Her fingers hovered above the wrists. “You see the bruising here. Old restraints. Possibly hemp. But they were removed without force. I see no evidence of blood or chafing.”

Alexander watched her closely, struck by the reverence in every movement.

She was no cold physician. Her hands moved with care, as though the cold body before her still deserved gentleness.

Each tear in the fabric she smoothed, each fold she arranged, as if modesty might still matter to the dead.

When her fingers hovered at the hem of the woman’s skirt, she lifted her eyes to him—silent, waiting.

He caught her meaning at once. Clearing his throat, he turned away.

“I am checking for signs of . . . forced intimacy,” she said behind him. “Bruising. Tearing. Bleeding. Sometimes there are marks left behind.”

After a moment, she murmured, “There are none here. No signs of forced entry. No injury to the soft tissue. But that doesn’t mean it didn’t happen. Not everything leaves visible traces after death, especially after time spent in water.”

Alexander went very still. He hadn’t expected her to speak of such barbarity so plainly.

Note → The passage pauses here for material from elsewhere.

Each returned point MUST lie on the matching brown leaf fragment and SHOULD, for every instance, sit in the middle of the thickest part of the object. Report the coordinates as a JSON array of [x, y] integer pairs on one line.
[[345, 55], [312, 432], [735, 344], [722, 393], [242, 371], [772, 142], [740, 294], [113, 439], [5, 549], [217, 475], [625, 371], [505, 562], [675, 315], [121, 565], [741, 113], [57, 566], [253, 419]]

The detachment in her words was a dissonance that struck his chest. This wasn’t theoretical knowledge from a book; this was the language of someone who had done this grim inventory before.

The image flashed, unbidden: a younger version of her in some palace sickroom, examining another broken woman. How many?

She cleared her throat. “You may turn around again, my lord.”

Alexander turned back and studied her in silence.

“How do you know these things?” he asked at last.

She didn’t answer right away. Her gaze dropped to the woman’s lifeless hand, which lay curled and open, as if still waiting for help that never came.

Then, softly: “Because I’ve seen it before. Many times. Life at the Imperial Palace of a Thousand Suns didn’t afford me the luxury of ignorance.”

Her answer was a confirmation of his darkest guess. A cold fury, directionless and vast, settled in his gut. Not at her, but at the world that had made such knowledge necessary for a princess. He looked at her—composed, methodical—and saw not just strength, but the cost of it.

“You are a princess,” he said. “You should’ve been spared from such ugliness.”

She looked up and held his gaze. “I am a daughter of the emperor, my lord. That is not the same thing.”

Alexander stared at her. The more he saw, the more he found himself wanting to know what else lay behind the veil—not just the face, but the life it had concealed.

The princess paused, her fingertips brushing the dead woman’s temple with such gentleness, it brought an ache to his chest. Then, solemnly, she passed her hand over the woman’s face, closing her eyes.

“She was left like this,” she murmured. “Whoever abandoned her didn’t even bother to close her eyes.”